The ruling Socialist party of Greece has won local government elections, despite a record-low voter turnout and increasing pressure on the country to impose a new round of spending cuts.

With 99.6 per cent of votes counted across the country, the Socialists won mayoral races in Athens and Greece’s second largest city, Thessaloniki, for the first time in 24 years.

Its candidates won eight of 13 races for regional governor, including greater Athens – giving George Papandreou, the prime minister, a political boost amid recession and rising unemployment.

Most races were decided in Sunday’s runoffs, after a first round of voting on November 7.

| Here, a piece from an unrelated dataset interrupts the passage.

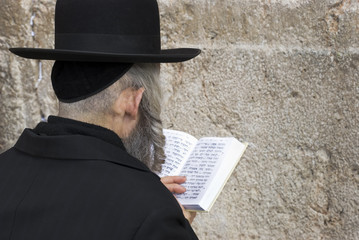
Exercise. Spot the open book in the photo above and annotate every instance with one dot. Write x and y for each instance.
(207, 163)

Results came in just hours before the European Union was expected to announce an upward revision in Greek deficit figures, pushing back months of fiscal progress.

And officials from the EU and International Monetary Fund (IMF) were due in Athens to inspect Greece’s implementation of the $150 billion loan agreement that rescued Greece from bankruptcy.

According to Papandreou, voters had turned their back “on cries of destabilisation” from opposition parties, who all campaigned against the EU-IMF deal.

“Today the citizens have shown the way forward as we proceed on our course,” he said.

Papandreou promised his 13-month-old government would serve out its four-year term, after dropping a threat last week to call an early general election unless the public backed his reforms.

“We have been given … precious time to change in the next three years what hasn’t been done in decades,” he said.

Low voter turnout

On Sunday, voter turnout hit record lows with just 34 per cent in Athens and 47 per cent nationally – figures that opposition parties argued revealed popular discontent with the government.

“Voters have called on the government to change course, away from policies that have suffocated the economy and plunged society into despair,” said Antonis Samaras, an opposition leader.

Socialist-dominated labour unions were also unimpressed by the government’s win, with officials saying they would go ahead with plans to hold a general strike next month.

“The reforms so far have been unfair and one-sided, even cutting pay for low-income pensioners,” said Yiannis Panagopoulos, leader of the GSEE – the country\s largest union.

“No one is staying up to see which party came out stronger … They just want to know whether these injustices will continue, or if something will change.”